= Chobi rug =

Hand-made rugs developed in Turkey

Chobi rugs CHOBI is a widely used commercial term used for hand made carpets from Afghanistan and to a diminished extent in the NWFP region of Afghanistan/Pakistan border. This term has been used since the displacement and return of refugees during and after the Soviet Afghan war in the 1980s. The uprooting of weaving populations effected traditional all wool weaving which had previously been almost exclusively based on Turkmen designs with an all wool structure in red tones as expressed by Afghan carpets. ( NB Not to be confused with the imitative Pakistan poly-chrome products such as ' Princess Bokhara ' ) Strong demand for furnishing concepts from the west to produce Persian style patterns most notably the concept of Ziegler carpets proved a good commercial success and a well made robust product using increasingly cotton as a foundation resulted.
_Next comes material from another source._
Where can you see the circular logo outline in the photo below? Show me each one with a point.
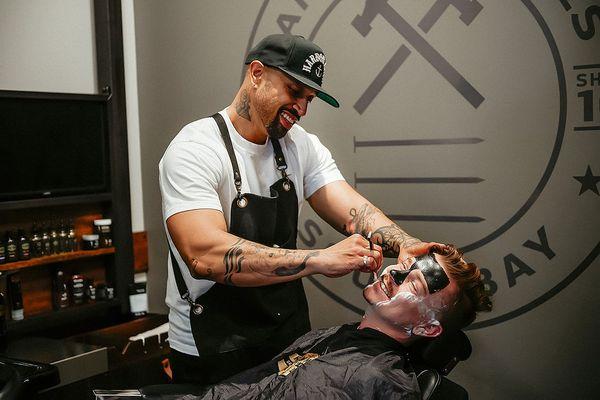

Following a western lead in tase since late 1980s the business has since 2000 fallen to a considerable degree to being administered via Pakistan merchants given the ease of export from Pakistan. Afghan weavers had largely returned to Afghanistan from Pakistan refugee camps during late 20th cent however since the Taliban/ Pashtuns take over of Afghanistan in 2021 disruption to weaving has again occurred.

==Etymology==
The word Chobi with its various spellings and transliterations ("choobi", "choubi", "chubi") is an attribution from the word “choob” with a long vowel of ”oo” as it sounds in book. “Choob” literally means wood and originally is a Persian word that is used for the same meaning in Urdu as well as some parts of India.

==Origin==
Chobi rugs were a response to the North American fashion taste that intended to modify the boldness of the traditional rugs in order to give a muted and antique look of natural wood color that was desired by modern fashion industry. Chobi was developed in Lahore and weaving centres were set up in border region of Pakistan and Afghanistan where they were mostly produced for the North American market. The name CHOBI was given to rugs made with Natural Dyed rugs Several years ago, a company named Rugman invested a significant amount of money to create workshops in the region to weave Chobi rugs. To meet the demand, Western carpet importers and department stores worked with Eastern producers to create new, modified oriental styles. One of the most famous designs of that time—the Ziegler—has clear echoes in today's Chobi.